Quando o apóstolo Paulo fala aos presbíteros de Éfeso, lhes instrui: “Agora, pois, encomendo-vos ao Senhor e à palavra da sua graça, que tem poder para vos edificar e dar herança entre todos os que são santificados”(At 20.32).
A forma ordinária da qual Deus se vale para edificar a sua igreja é por meio da Palavra. Ele nos regenera (1Pe 1.23); chama (Rm 10.17),edifica e santifica (Jo 17.17) pela Palavra.
Paulo diz que passou três anos pregando todo o desígnio de Deus (At 20.27,31). Ele não se deteve em sabedoria humana, em debates frívolos ou em exibicionismo de saber, antes anunciou o Evangelho da graça de Deus (At 20.24).
Calvino também não se deixou levar por essa tentação. Em 1551, escreveu em resposta a uma carta de Laelius Socino (1525-1562),[2] onde ele fazia várias especulações:
Certamente, ninguém pode ser mais adverso ao paradoxo do que eu, e não tenho nenhum deleite em sutilezas. No entanto, nada jamais me impedirá de confessar abertamente aquilo que tenho aprendido da Palavra de Deus, pois nada, senão o que é útil, é ensinado na escola desse mestre. Ela é meu único guia, e aquiescer às suas doutrinas manifestas será a minha constante regra de sabedoria. (…) Se você tem prazer em flutuar em meios a essas especulações etéreas, permita-me, peço-lhe eu, humilde discípulo de Cristo, meditar naquilo que conduz à edificação da minha fé.[3]

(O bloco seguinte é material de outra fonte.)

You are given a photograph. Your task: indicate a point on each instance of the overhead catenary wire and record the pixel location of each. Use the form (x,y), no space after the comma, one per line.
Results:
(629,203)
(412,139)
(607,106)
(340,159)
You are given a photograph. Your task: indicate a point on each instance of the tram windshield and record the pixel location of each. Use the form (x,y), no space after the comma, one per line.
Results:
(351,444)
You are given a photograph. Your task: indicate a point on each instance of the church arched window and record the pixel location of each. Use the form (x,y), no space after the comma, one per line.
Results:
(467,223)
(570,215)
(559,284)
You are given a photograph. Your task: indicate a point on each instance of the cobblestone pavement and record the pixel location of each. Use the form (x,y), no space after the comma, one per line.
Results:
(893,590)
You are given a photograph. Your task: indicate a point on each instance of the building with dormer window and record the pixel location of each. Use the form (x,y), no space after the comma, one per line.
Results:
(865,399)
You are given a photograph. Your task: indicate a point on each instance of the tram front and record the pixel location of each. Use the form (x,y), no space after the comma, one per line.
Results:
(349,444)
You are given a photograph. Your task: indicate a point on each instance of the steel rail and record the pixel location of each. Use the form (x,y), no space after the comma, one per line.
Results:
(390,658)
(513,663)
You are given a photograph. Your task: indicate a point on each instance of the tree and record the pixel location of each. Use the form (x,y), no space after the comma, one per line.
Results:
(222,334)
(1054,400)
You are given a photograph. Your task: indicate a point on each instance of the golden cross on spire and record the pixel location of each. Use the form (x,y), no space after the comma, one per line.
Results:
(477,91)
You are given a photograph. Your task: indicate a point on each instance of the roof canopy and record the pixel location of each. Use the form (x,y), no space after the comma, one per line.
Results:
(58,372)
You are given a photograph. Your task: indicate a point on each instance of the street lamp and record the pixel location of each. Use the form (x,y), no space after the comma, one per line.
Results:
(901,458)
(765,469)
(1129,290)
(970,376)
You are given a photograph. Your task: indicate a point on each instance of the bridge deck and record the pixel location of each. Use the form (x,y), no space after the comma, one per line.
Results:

Por isso, Paulo quando se despede, prevê as dificuldades que viriam, surgidas muitas delas dentro da própria Igreja,[4] até mesmo, é possível, da parte de presbíteros (At 20.29-30),[5]no entanto, ele não estabelece nenhum método mirabolante, antes os orienta a ficarem atentos – contínua e perseverantemente[6] – e os encomenda à Palavra (At 20.31-32).[7] Demonstra também a necessidade de autovigilância (At 20.28).
Stott (1921-2011) comenta:
Notamos que os pastores efésios devem primeiro vigiar a si mesmos, e só depois ao rebanho que lhes foi confiado pelo Espírito Santo. Pois eles não podem dar um cuidado adequado aos outros se negligenciarem o cuidado e a instrução de suas próprias almas.[8]

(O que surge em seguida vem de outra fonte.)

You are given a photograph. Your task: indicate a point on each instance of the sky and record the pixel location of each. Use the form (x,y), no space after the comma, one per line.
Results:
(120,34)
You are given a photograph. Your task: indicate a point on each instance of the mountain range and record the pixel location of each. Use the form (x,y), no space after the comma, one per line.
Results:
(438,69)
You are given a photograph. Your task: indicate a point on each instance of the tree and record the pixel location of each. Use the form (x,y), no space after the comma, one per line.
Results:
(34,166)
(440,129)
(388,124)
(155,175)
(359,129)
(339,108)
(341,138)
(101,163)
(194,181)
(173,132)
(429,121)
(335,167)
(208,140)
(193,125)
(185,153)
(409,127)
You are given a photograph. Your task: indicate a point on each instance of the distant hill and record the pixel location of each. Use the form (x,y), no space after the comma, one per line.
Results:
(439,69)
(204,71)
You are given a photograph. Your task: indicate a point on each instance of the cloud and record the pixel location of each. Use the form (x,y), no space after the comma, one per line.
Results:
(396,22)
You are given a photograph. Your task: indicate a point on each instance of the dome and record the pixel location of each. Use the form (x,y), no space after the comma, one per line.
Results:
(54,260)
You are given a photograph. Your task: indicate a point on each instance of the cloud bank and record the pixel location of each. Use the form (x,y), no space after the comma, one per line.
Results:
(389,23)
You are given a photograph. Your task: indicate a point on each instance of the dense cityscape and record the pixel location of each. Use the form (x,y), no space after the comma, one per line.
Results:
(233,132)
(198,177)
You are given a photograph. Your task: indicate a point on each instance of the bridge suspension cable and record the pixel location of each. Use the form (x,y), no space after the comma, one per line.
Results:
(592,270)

A Palavra de Deus é um antídoto contra os lobos vorazes que desejam se apossar do rebanho e contra os homens pervertidos que procuram corromper o povo de Deus. A Palavra é poderosa para nos edificar e santificar. Por isso, caberia àqueles presbíteros, pregar a Palavra, assim como Paulo o fizera.
Em Corinto, a despeito de grupos na igreja desejarem moldar o Evangelho às suas preferências e gostos pessoais, o apóstolo Paulo continuava firme, sem tergiversar em sua mensagem:
22Porque tanto os judeus pedem sinais, como os gregos buscam sabedoria; 23mas nós pregamos a Cristo crucificado, escândalo para os judeus, loucura para os gentios. (…) 4A minha palavra e a minha pregação não consistiram em linguagem persuasiva de sabedoria, mas em demonstração do Espírito e de poder, 5para que a vossa fé não se apoiasse em sabedoria humana; e, sim, no poder de Deus (1Co 1.22-23; 2.4-5).
Deus fornece-nos todos os meios para o nosso crescimento; precisamos, portanto, aprender na própria Palavra, a nos valer desses meios.
Pedro instrui a igreja:
Pelo seu divino poder nos têm sido doadas todas as cousas que nos conduzem à vida e à piedade, pelo conhecimento completo daquele que nos chamou para a sua própria glória e virtude, pelas quais nos têm sido doadas as suas preciosas e mui grandes promessas para que por elas vos torneis coparticipantes da natureza divina, livrando-vos da corrupção das paixões que há no mundo (2Pe 1.3-4). (Destaques meus)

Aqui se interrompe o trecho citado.